I realize this isn’t the greatest April Fools Day joke, but I was too lazy to go buy a pregnancy test and draw a purple line in it.
THAT would have been the greatest April Fools Joke because, you know, he had a vasectomy.
Maybe next year.
I do know that he’s going to fuh-reeeeeeeeak out. We had one of our cars stolen when I was pregnant with our first child and oh my God, my husband turned into some kind of Mutant Super Hero.
He was hell bent on finding our car and “the perpetrators” who stole it. We’d be driving and he would think he saw our car traveling in the opposite direction and he’d scream “THERE IT IS!” make an illegal u-turn and start chasing the car. Once he’d realize it wasn’t our car, he’s apologize for giving me whiplash and say really dramatic things like “I’m sorry, hon, I just have to catch whoever did it, they can’t get away with violating us like this. I have to find these assholes.”

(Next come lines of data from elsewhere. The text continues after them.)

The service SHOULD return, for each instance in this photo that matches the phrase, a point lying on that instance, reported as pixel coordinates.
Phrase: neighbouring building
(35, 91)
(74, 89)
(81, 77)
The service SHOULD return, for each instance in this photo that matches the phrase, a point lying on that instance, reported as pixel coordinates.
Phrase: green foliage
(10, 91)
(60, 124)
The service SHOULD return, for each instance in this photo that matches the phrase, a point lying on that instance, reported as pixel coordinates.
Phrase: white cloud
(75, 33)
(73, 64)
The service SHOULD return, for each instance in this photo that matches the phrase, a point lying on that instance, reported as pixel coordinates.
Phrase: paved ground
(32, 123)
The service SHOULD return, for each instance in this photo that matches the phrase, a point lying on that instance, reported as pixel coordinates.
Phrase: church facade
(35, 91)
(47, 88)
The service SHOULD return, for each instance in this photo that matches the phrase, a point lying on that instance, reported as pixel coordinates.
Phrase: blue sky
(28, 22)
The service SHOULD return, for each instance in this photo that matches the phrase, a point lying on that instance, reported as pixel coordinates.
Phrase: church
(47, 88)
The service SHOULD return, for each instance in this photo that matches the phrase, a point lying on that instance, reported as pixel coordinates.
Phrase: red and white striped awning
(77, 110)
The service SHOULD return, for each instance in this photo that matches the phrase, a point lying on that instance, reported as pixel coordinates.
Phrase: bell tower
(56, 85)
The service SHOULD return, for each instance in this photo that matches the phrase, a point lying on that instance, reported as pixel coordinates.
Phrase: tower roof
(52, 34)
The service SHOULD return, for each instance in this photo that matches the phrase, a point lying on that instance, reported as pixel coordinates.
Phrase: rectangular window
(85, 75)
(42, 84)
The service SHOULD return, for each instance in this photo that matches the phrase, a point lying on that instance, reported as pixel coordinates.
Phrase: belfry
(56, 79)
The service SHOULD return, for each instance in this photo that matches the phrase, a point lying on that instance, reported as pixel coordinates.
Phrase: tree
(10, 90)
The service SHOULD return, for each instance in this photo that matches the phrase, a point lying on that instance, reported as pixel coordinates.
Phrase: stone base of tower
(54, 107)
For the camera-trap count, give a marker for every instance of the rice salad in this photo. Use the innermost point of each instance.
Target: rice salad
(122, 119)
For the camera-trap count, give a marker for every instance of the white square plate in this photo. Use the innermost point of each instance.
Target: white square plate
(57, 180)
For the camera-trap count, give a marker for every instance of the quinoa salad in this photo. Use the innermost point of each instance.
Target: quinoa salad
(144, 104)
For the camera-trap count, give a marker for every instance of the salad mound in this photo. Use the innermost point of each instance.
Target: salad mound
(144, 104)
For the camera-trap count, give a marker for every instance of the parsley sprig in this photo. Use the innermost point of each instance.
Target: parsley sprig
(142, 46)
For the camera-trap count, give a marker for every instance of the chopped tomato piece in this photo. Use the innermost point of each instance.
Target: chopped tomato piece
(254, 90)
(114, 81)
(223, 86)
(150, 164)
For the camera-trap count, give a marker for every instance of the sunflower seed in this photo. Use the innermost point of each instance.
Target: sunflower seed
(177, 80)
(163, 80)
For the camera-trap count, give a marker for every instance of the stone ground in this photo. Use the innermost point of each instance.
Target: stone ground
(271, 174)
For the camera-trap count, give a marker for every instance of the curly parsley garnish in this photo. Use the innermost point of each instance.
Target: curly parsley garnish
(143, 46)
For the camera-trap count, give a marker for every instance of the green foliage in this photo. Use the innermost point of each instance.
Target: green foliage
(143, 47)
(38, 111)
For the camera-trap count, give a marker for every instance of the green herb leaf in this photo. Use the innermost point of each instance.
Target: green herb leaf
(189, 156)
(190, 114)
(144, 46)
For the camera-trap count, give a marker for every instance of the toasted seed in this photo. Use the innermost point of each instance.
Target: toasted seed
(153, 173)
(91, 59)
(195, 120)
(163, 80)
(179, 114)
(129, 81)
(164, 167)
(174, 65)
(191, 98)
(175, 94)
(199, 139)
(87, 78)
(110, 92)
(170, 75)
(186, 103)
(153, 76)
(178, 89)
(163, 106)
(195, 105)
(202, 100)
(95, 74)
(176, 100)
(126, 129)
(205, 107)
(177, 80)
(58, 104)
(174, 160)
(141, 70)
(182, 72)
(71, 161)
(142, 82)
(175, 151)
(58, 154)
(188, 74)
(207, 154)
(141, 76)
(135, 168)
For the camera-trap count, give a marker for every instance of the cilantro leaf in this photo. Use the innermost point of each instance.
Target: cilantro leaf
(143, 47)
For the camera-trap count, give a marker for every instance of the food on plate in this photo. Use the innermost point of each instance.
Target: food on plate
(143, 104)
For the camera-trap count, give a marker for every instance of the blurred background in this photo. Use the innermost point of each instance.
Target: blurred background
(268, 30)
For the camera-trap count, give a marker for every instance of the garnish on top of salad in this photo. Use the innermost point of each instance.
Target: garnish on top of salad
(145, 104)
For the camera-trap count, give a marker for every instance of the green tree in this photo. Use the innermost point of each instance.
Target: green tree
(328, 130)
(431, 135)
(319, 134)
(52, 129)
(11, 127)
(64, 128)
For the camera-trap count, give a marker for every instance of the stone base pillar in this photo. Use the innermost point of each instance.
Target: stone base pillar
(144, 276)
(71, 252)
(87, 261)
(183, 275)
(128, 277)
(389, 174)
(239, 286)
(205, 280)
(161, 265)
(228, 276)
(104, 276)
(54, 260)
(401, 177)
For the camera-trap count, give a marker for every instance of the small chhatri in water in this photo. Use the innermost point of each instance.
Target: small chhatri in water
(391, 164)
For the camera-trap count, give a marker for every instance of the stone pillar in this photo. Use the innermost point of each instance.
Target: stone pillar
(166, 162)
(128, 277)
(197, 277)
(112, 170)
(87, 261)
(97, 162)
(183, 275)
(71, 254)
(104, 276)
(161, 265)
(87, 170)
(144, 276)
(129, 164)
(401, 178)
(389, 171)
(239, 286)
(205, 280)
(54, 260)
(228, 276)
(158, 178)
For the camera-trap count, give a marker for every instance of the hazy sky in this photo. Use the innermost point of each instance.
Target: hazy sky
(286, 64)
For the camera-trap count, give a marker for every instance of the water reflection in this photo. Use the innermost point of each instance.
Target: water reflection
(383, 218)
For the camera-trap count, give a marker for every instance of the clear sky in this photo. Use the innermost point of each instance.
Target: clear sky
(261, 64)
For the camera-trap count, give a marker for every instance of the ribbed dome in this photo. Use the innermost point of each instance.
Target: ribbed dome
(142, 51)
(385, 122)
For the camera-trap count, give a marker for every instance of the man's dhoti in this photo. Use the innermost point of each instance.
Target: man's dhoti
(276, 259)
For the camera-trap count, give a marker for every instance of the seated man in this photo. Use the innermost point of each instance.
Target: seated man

One day he actually called the police and asked them this question. “How much force can one use by law when making a citizen’s arrest?”
The dispatcher was like “Sir, why are you asking this question?”
And PigHunter was all “because someone stole my car and if I happen to see them driving around in it, I plan on making a citizen’s arrest and holding them until the police can come.”
Citizen Nerd says “Fuck with my Datsun 210 and I will hunt you down like a pig and CITIZENS ARREST YOU.”
You have no idea how badly I wanted him to find the thugs who stole our car and watch him take them down in a completely legal manner so as not to be sued or arrested him self for taking the arresting of a citizen too far.
God, I can’t wait for him to wake up already.
While I’m waiting, I think that you should tell me the greatest April Fools Pranks you’ve ever played on someone, or have had played on you.
So, this is how it went down…
He went to go get coffee and still didn’t notice that his car was gone. I found it a little suspicious that he didn’t notice his car was missing, so I thought maybe he had figured it out.
He came home from Starbucks and still didn’t say a word about the missing car.
I lost patience and decided to “bring it to his attention.”
I went outside to get the newspaper out of the car and came running inside.
“Babe, where’s your car?”
He ran outside and realized it wasn’t where he had left it the night before and I could see the look of panic on his face.
I started to bust up laughing.
“Very funny, Tony.” I said “I know you moved it to play a joke on me. Not falling for it.”
“I did not. Y, are you kidding me?”
I kept laughing and trying to act like I thought he had played a joke on ME.
That’s when he really believed it.
“I’M NOT JOKING WITH YOU BABY.”
He looked like he was going to cry and also “arrest some citizen ass”. That’s when I knew I had “got him.”
“SOMEONE STOLE MY CAR, I HAVE TO CALL THE POLICE!” He turned white and started frantically looking for the cordless phone.
I wish you could have seen his face. It was awesome.
I had to tell him it was a joke because he was about to call the cops.
He did laugh, but only after he told me that he thought he was going to faint and that I had scared the shit out of him.
Again, not the best prank ever, but good enough for me.